At six o'clock we stopped at a junction, and our car was
detached and run off on a siding. This was because Mr. Dayton
had business in the place, and we were to wait and be taken on
by the next express train soon after midnight. At first they ran
us down to a pretty place by the side of the river, where it was
cool, and we could look out on the water and a green bank
opposite, and we thought we were going to have such a nice
night; but the authorities changed their minds, and presently
to our deep disgust a locomotive came puffing down the road,
clawed us up, ran us back, and finally left us in the middle of
innumerable tracks and switches just where all the freight
trains came in and met. All night long they were arriving and
going out. Cars loaded with cattle, cars loaded with sheep, with
pigs! Such bleatings and mooings and gruntings, I never heard in
all my life before. I could think of nothing but that verse in
the Psalms, 'Strong bulls of Bashan have beset me round,' and
could only hope that the poor animals did not feel half as badly
as they sounded.

"Then long before light, as we lay listening to these lamentable
roarings and grunts, and quite unable to sleep for heat and
noise, came the blessed express, and presently we were away out
of all the din, with the fresh air of the prairie blowing in;
and in no time at all we were so sound asleep that it seemed but
a minute before morning. Phil's slumbers lasted so long that we
had to breakfast without him, for Mrs. Dayton would not let us
wake him up. You can't think how kind she is, and Mr. Dayton
too; and this way of travelling is so easy and delightful that
it scarcely seems to tire one at all. Phil has borne the journey
wonderfully well so far."

At Omaha, on the evening of the second day, Clover's future "matron" and
adviser, Mrs. Watson, was to join them.
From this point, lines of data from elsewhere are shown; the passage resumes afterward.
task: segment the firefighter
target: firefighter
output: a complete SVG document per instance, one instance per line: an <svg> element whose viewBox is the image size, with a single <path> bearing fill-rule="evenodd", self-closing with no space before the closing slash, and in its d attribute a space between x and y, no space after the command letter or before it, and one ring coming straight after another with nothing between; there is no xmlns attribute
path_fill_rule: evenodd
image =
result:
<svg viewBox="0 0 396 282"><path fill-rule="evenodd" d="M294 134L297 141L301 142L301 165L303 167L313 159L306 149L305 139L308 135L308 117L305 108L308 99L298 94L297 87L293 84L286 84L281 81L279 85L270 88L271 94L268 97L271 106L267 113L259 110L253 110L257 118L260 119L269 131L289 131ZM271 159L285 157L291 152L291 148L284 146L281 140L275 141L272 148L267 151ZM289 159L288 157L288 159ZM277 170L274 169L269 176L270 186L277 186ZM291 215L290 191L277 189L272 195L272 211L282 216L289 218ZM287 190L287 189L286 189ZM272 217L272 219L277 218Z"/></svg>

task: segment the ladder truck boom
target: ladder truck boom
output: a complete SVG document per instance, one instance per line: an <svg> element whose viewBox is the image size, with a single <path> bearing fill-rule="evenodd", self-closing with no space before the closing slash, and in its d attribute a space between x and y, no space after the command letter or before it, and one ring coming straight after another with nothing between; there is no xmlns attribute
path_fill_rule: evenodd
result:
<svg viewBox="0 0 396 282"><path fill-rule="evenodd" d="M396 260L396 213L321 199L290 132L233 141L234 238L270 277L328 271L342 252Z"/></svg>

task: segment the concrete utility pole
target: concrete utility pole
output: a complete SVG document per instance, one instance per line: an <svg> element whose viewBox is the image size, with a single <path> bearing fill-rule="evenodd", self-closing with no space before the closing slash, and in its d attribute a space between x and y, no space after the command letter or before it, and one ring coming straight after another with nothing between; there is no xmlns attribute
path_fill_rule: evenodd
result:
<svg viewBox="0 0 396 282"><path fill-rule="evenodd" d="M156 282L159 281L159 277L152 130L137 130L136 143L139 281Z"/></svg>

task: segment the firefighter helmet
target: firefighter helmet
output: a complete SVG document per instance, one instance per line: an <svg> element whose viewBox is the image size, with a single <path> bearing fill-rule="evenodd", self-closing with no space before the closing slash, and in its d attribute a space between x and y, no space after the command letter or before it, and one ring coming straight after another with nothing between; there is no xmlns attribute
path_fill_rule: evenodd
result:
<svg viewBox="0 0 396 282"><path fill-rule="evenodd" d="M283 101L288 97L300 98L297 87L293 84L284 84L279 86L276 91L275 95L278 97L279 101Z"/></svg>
She had been telegraphed to from
Chicago, and had replied, so that they knew she was expecting them.
Clover's thoughts were so occupied with curiosity as to what she would
turn out to be, that she scarcely realized that she was crossing the
Mississippi for the first time, and she gave scant attention to the low
bluffs which bound the river, and on which the Indians used to hold their
councils in those dim days when there was still an "undiscovered West" set
down in geographies and atlases.

As soon as they reached the Omaha side of the river, she and Katy jumped
down from the car, and immediately found themselves face to face with an
anxious-looking little old lady, with white hair frizzled and banged over
a puckered forehead, and a pair of watery blue eyes peering from beneath,
evidently in search of somebody. Her hands were quite full of bags and
parcels, and a little heap of similar articles lay on the platform near
her, of which she seemed afraid to lose sight for a moment.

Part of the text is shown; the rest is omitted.